Pour une première approche et en fonction des données disponibles, nous avons délibérément limité notre étude aux structures dendrométriques des arbres vivants (densités, surfaces terrières, distributions des diamètres). De la même manière, la fonction de protection est abordée au travers du phénomène des chutes de pierres, phénomène qui représente en montagne le risque naturel prépondérant, tant en termes de nombre d’événements qu’en termes de surfaces concernées.

Dans la suite du texte, nous ferons souvent référence aux classes de grosseur définies à partir du diamètre à 1,30 m de haut des arbres (d1,30) classiquement utilisées dans les forêts de montagne :

  • petits bois (PB) : 10 cm ? d1,30 < 27,5 cm
  • bois moyens (BM) : 27,5 cm ? d1,30 < 42,5 cm
  • gros bois (GB) : 42,5 cm ? d1,30 < 62,5 cm
  • très gros bois (TGB) : d1,30 > 62,5 cm

Des stades dynamiques aux structures dendrométriques bien contrastées

Les auteurs s’accordent pour distinguer six stades principaux dans la dynamique naturelle des forêts de montagne (Guide des sylvicultures de montagne ; Gauquelin et Courbaud, 2006figure 1).

Les trois premiers stades (installation,  auto-éclaircie et vieillissement) se succèdent dans le temps ; la phase de vieillissement, pendant laquelle le peuplement continue à mûrir (croissance soutenue des arbres dominants, mortalité très faible), aujourd’hui très représentée en termes de surface, est souvent très longue (de plusieurs dizaines d’années à plusieurs siècles).
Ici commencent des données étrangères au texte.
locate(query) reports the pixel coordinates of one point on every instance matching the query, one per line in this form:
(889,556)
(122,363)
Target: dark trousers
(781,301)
À partir du stade vieillissement, compte-tenu des dimensions atteintes par les arbres, la forêt est considérée comme adulte ou mature.

Les trois stades suivants (effondrement, jardinée, rajeunissement), par contre, sont souvent synchrones et les auteurs soulignent la difficulté à préciser leur importance relative. De nombreuses études dendrochronologiques (pour une synthèse, voir par exemple Brang et al., 2006) ont cependant montré que dans les Alpes, les stades jardinée et rajeunissement sont beaucoup plus fréquents et répandus que le stade effondrement.

Cette séquence successionnelle « naturelle » est jusqu’à présent peu modifiée par la gestion forestière. En effet, au cours du vingtième siècle, la gestion est restée très prudente. Dans les forêts à rôle de protection contre les risques naturels, le forestier craignait qu’une intervention sylvicole ne déstabilise les peuplements et ne soit préjudiciable à leur rôle de protection. De plus, à la fin des années 1950, l’exploitation forestière en zone de montagne devenant de moins en moins rentable, une gestion très extensive s’est aussi étendue aux peuplements sans rôle de protection avéré mais présentant de fortes contraintes d’exploitation (relief, accessibilité).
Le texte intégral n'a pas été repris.